Von John Goetz und Ronen Steinke

Was für Dokumente genau hat Wikileaks veröffentlicht?

Wikileaks hat Teile eines internen Online-Handbuchs für CIA-Hacker veröffentlicht. Zum größten Teil sind dies Texte mit Programmier-Tipps, teils aber auch erläuternde Grafiken oder Tabellen, insgesamt bislang 8761 Dokumente. Schritt für Schritt wird angehenden CIA-Hackern darin ihr Handwerk erklärt. Dieses Online-Handbuch ("Wiki"), welches CIA-intern in einem separat gesicherten Netz namens DevLAN.net abgerufen und gepflegt werden konnte, diente offenbar dazu, innerhalb des Dienstes und dort insbesondere in der Software-Entwickler-Einheit "Engineering Development Group" (EDG) Wissen auszutauschen.

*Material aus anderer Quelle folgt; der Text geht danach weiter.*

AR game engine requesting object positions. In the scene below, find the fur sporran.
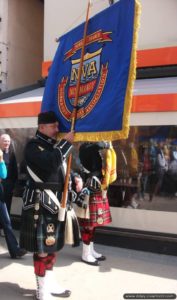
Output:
[37,215,65,253]
[75,194,90,219]
[65,207,80,247]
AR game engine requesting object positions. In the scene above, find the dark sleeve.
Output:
[25,140,72,174]
[7,152,18,183]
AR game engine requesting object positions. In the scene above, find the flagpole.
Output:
[61,0,91,208]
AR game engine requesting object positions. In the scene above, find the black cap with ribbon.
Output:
[38,111,58,125]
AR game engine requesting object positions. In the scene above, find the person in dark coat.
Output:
[77,142,111,266]
[20,111,77,300]
[0,134,18,215]
[0,149,26,259]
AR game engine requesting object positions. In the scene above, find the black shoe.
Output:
[11,248,27,259]
[51,290,71,298]
[81,259,99,266]
[97,255,106,261]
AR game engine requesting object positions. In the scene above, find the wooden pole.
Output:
[61,0,91,208]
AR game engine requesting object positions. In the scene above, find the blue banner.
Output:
[42,0,139,141]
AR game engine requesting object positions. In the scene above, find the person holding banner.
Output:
[76,142,116,266]
[20,111,78,300]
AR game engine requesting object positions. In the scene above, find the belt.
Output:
[27,182,63,192]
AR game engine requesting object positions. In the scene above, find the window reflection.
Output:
[109,126,177,211]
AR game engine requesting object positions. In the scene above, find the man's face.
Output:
[0,135,10,151]
[39,122,58,139]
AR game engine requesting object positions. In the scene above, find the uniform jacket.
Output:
[23,131,72,209]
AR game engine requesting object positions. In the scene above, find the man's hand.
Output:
[63,131,74,143]
[74,177,83,193]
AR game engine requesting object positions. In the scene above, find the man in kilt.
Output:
[77,142,111,266]
[20,111,76,300]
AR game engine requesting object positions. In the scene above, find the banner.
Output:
[42,0,140,141]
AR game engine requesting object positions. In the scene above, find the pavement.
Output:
[0,231,177,300]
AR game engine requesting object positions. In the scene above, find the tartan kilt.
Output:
[19,209,65,253]
[79,191,112,227]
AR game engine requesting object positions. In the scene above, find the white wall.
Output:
[5,0,44,89]
[44,0,177,61]
[138,0,177,49]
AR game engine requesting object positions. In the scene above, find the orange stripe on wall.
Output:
[0,94,177,118]
[0,102,41,118]
[137,47,177,68]
[131,94,177,112]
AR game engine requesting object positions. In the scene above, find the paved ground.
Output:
[0,232,177,300]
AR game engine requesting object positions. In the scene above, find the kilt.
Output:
[79,191,112,227]
[19,209,65,253]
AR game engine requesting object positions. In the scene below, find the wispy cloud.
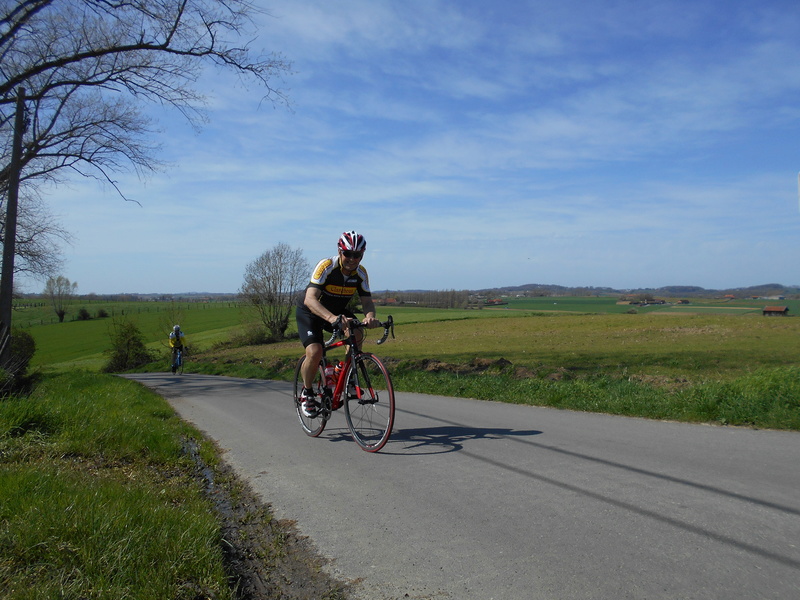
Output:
[18,0,800,292]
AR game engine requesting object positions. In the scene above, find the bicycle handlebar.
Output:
[325,315,394,348]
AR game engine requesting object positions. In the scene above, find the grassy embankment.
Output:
[0,373,234,600]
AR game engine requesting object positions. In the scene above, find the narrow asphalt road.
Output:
[125,373,800,600]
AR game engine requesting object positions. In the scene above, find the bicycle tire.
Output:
[294,356,328,437]
[344,352,394,452]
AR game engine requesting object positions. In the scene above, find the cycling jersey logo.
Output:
[325,285,356,296]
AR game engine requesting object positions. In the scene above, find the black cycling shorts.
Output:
[295,306,356,348]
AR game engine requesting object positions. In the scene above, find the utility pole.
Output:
[0,87,25,367]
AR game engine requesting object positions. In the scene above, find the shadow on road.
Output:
[381,425,542,454]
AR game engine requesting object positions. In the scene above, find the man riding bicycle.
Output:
[295,231,380,417]
[169,325,186,373]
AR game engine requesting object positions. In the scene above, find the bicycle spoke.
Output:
[345,353,394,452]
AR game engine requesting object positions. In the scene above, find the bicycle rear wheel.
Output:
[344,352,394,452]
[294,356,328,437]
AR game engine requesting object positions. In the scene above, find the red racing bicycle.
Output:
[294,315,394,452]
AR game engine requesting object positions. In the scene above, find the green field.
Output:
[14,297,800,381]
[10,297,800,429]
[0,298,800,600]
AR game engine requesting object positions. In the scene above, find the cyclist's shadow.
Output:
[381,425,542,454]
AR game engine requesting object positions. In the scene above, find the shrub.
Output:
[102,318,156,373]
[0,327,36,394]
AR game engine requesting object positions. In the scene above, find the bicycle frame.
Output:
[294,316,395,452]
[321,315,394,411]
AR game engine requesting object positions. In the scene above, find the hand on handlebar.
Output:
[362,315,381,329]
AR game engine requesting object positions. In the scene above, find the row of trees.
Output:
[0,0,290,366]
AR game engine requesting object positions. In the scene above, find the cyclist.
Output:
[295,231,380,417]
[169,325,186,373]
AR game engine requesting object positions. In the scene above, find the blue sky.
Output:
[17,0,800,293]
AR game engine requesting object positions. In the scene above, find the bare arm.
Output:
[361,296,380,329]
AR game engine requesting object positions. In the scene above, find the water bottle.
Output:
[325,364,336,387]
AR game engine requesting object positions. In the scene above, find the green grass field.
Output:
[0,298,800,600]
[12,297,800,429]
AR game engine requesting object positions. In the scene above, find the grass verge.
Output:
[0,373,344,600]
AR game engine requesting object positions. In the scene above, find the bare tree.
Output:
[0,195,72,279]
[239,243,310,340]
[42,275,78,323]
[0,0,289,278]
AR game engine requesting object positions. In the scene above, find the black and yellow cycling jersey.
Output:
[298,256,372,315]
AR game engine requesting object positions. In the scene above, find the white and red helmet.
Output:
[339,231,367,252]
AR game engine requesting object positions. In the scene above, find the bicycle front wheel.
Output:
[294,356,328,437]
[344,352,394,452]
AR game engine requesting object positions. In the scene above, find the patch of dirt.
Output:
[184,440,352,600]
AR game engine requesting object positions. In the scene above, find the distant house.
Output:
[761,306,789,317]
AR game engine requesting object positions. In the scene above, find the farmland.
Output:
[15,297,800,390]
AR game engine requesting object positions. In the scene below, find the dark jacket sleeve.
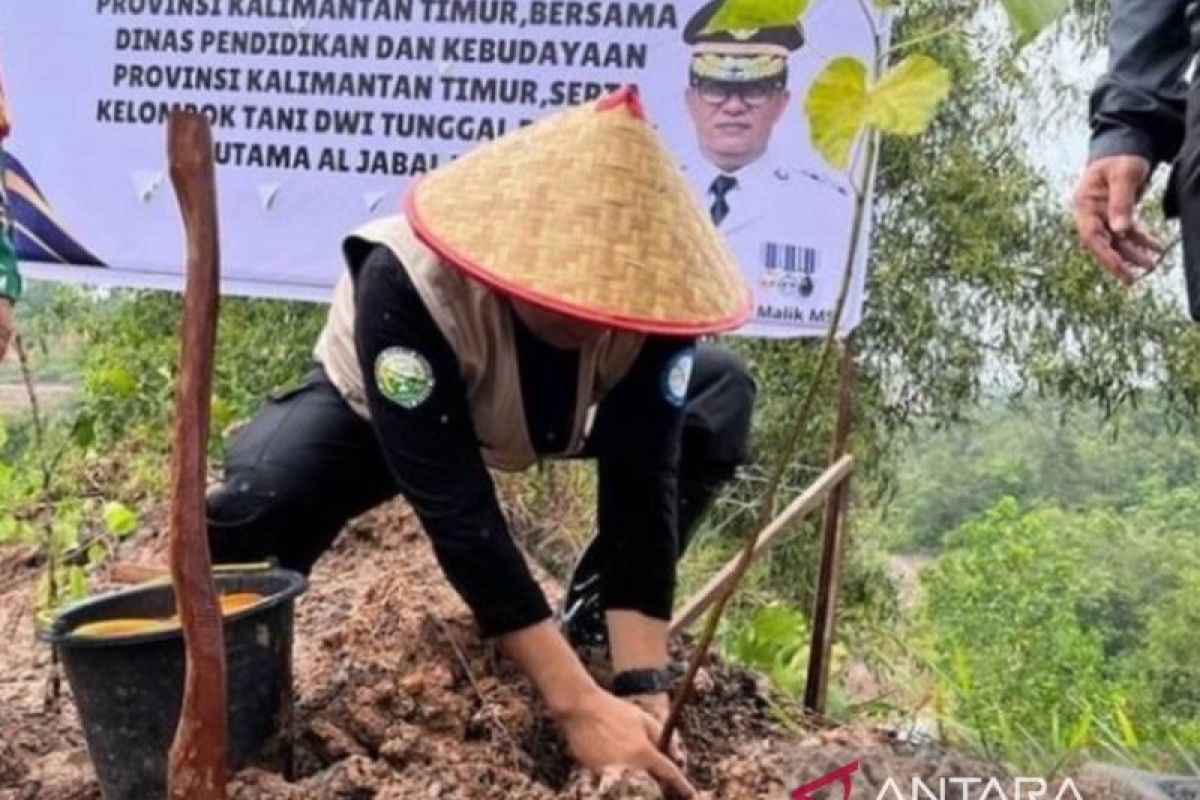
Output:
[355,246,551,636]
[1090,0,1192,164]
[589,337,695,619]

Das Datenleck, das Wikileaks am Dienstag nach langen Vorankündigungen öffentlich gemacht hat, gibt also einen Einblick in den heutigen Stand der technischen Fähigkeiten des US-Geheimdienstes. Die Dokumente sind teils datiert. Demnach entstammen sie dem Zeitraum 2013 bis 2016. Die Dokumente geben indes keine Hinweise darauf, wann oder wie oft die geschilderten technischen Methoden schon angewandt wurden.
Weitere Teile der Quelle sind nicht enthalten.